Preservation of American Hellenic History
by Jason C. Mavrovitis
Anastasia was a big, big-hearted, open-armed, smiling, laughing, gentle, pious, mountain of a woman. Her energy was unbounded. She loved her sons without limit. I remember her in her Second World War Red Cross uniform when she visited our home after rolling bandages all day. She sat with my mother having her sweet and Elliniko, not Turkico, café while knitting socks for her sons who were in the Army ~ Jimmy with the artillery in Italy and Anesti with the infantry in the Philippines. The prayers she offered every minute of every day and those that rose on Sundays with the smoke of the candles at her church, Kimisis tis Theotokou (The Dormition of the Mother of God) on Eighteenth Street in Brooklyn, were answered in full. Both came home safely.
Anastasia was the unchallenged local expert in making likismata (sweets) until the arrival in the United States of my Thea Filareti, my father's brother's wife, and another story. These are the wonderful, candied fruits served to guests by Greek hostesses. A cold glass of water and a cup of thick Greek coffee accompany them. It was impossible to choose among the thick slices of orange and grapefruit rinds, dark black cherries, rose petals trapped in their viscous liquor, and quince, either shredded or in bite-sized pieces cooked until their color was a deep, almost amber, orange.

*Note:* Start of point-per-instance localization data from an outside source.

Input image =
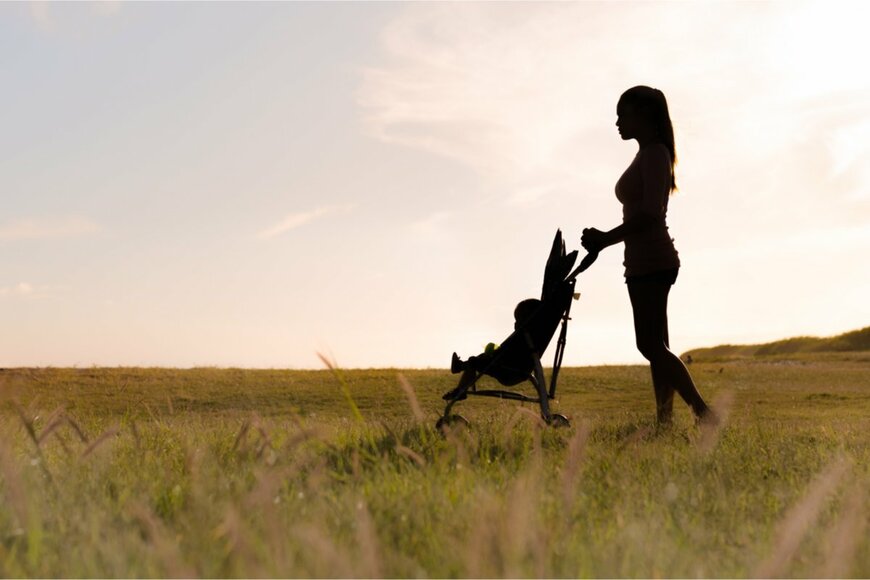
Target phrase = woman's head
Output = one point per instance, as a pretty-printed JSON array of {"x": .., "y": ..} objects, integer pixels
[{"x": 645, "y": 109}]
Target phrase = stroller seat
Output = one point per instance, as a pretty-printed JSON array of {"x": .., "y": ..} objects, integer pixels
[{"x": 518, "y": 359}]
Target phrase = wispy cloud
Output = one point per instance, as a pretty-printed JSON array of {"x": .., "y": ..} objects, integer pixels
[
  {"x": 522, "y": 93},
  {"x": 47, "y": 228},
  {"x": 298, "y": 219}
]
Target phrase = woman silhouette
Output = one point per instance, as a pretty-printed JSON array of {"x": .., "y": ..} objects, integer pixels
[{"x": 651, "y": 261}]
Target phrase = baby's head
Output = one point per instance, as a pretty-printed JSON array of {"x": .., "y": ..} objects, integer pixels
[{"x": 525, "y": 310}]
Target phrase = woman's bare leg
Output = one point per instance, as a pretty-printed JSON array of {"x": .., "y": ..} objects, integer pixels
[{"x": 649, "y": 303}]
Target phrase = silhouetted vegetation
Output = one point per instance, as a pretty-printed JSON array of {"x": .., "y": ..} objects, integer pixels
[{"x": 855, "y": 341}]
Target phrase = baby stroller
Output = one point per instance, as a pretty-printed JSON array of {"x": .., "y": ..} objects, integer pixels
[{"x": 518, "y": 358}]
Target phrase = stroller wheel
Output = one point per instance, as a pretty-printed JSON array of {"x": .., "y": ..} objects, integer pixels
[
  {"x": 560, "y": 421},
  {"x": 451, "y": 421}
]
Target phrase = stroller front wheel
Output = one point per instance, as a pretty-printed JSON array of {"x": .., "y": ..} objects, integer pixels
[
  {"x": 451, "y": 421},
  {"x": 559, "y": 421}
]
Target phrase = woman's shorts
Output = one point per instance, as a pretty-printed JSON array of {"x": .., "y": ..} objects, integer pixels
[{"x": 666, "y": 277}]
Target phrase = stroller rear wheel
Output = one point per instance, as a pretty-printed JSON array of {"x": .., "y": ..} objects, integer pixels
[{"x": 451, "y": 421}]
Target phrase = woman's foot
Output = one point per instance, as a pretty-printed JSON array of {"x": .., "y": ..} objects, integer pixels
[{"x": 456, "y": 394}]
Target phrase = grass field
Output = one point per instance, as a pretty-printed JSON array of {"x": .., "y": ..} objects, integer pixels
[{"x": 221, "y": 472}]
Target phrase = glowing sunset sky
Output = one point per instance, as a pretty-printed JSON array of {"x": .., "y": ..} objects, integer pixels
[{"x": 239, "y": 184}]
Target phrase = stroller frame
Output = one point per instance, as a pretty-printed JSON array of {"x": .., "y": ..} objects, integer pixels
[{"x": 545, "y": 393}]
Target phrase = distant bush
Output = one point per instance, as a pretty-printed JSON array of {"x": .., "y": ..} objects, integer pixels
[{"x": 857, "y": 340}]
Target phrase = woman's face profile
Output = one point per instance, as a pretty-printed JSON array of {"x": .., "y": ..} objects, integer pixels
[{"x": 627, "y": 121}]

She baked the customary Vasilopita (St. Basil's Bread) made for New Year's, and Lambropsomo (Easter Bread). She brought loaves to us every year as gifts to her children's godparents.
Vasilopita was a treat on New Year's morning when my father performed the traditional blessing of the loaf, then cut slices for the world, our home, and each family member in order of age. The loaf was huge, perhaps sixteen inches in diameter, golden from an egg glaze, and showered with sesame seeds. When toasted, the aroma of the Mahlepi, which was used to flavor the bread, filled the room.(2)
Lambropsomo was like Vasilopita but for the presence of dyed, deep red eggs set in the crown of the loaf and the absence of Mahlepi and the coin.